# Zombie Apocalypse!!!



## SNiPerWolF (Sep 5, 2010)

So i made a little instrumental story song that i thought i'd share i call it 
*Zombie Apocalypse - The Mall*

While you listen think of yourself walking into a mall and seeing how  its completely empty... how quiet and still the air is... while zombies  could be around the corner... the devastation 



  The Theme/Story goes as follows:
  -Entrance to mall [00:00 - 00:57]
-Devastation [00:58 - 01:55]
-First Encounter / Epic Horde Battle [01:56 - 03:15]
-Survival or Last Breath (depends on how you see it) [03:16 - 04:00]
  Please Leave Feedback! and share ideas of your own!

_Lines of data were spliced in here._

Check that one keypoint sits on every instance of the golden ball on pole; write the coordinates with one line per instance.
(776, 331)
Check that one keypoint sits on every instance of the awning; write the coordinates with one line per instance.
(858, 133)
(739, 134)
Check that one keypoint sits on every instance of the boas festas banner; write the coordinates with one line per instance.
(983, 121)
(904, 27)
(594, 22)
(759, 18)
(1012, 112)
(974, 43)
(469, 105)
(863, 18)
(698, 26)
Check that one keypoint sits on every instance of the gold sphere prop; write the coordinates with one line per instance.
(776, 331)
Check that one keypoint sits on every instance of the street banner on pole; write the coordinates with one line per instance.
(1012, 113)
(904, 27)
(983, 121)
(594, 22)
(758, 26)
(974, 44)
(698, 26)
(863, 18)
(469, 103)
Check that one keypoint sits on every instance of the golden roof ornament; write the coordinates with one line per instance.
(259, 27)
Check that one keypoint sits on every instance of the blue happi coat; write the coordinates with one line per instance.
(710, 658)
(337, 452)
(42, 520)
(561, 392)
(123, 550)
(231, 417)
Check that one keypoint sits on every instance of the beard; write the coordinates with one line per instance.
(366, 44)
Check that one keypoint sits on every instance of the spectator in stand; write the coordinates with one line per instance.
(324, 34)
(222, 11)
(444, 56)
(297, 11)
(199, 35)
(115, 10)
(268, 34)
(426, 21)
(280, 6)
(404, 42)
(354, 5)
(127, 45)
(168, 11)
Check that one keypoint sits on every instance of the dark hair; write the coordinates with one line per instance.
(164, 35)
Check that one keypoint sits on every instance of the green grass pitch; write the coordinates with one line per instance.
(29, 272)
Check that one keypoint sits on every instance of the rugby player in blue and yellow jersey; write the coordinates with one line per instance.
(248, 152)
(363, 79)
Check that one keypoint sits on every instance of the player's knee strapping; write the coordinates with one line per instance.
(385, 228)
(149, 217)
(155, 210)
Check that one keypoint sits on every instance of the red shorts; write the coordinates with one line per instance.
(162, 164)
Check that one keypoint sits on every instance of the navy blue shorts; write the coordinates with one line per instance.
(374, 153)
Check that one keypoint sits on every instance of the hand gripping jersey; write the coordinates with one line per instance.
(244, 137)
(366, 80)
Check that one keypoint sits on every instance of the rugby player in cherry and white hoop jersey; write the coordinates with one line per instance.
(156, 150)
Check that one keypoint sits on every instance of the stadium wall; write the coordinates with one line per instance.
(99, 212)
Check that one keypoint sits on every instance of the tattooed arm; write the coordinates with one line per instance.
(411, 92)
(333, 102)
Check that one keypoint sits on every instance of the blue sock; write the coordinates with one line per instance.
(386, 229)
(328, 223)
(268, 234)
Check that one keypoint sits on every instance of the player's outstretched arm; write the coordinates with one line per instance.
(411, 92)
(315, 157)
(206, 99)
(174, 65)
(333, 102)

http://www.newgrounds.com/audio/listen/360498

all this info is on the page its self 
tell me what you guys think

ill upload it to the audio section of FA aswell

EDIT: Heres the FA link --> http://www.furaffinity.net/view/4416748/


----------



## The DK (Sep 6, 2010)

i like the pick up for the horde battle. its not bad and overall id say a 4


----------



## SNiPerWolF (Sep 6, 2010)

haha thanks xD yeah its not amazing but i thought it would be a fun idea to make plus i uploaded it to newgrounds so that people who need music like that for a zombie flash could use it


----------



## The DK (Sep 6, 2010)

SNiPerWolF said:


> i uploaded it to newgrounds so that people who need music like that for a zombie flash could use it


 
thats a good idea. it gets your name out there and if people like it and use it, thus they want more


----------



## SNiPerWolF (Sep 6, 2010)

im a singer but i have fun doing instrumental tracks


----------



## BlueEevee (Sep 20, 2010)

Really good, the mall entrance seemed a little too long though


----------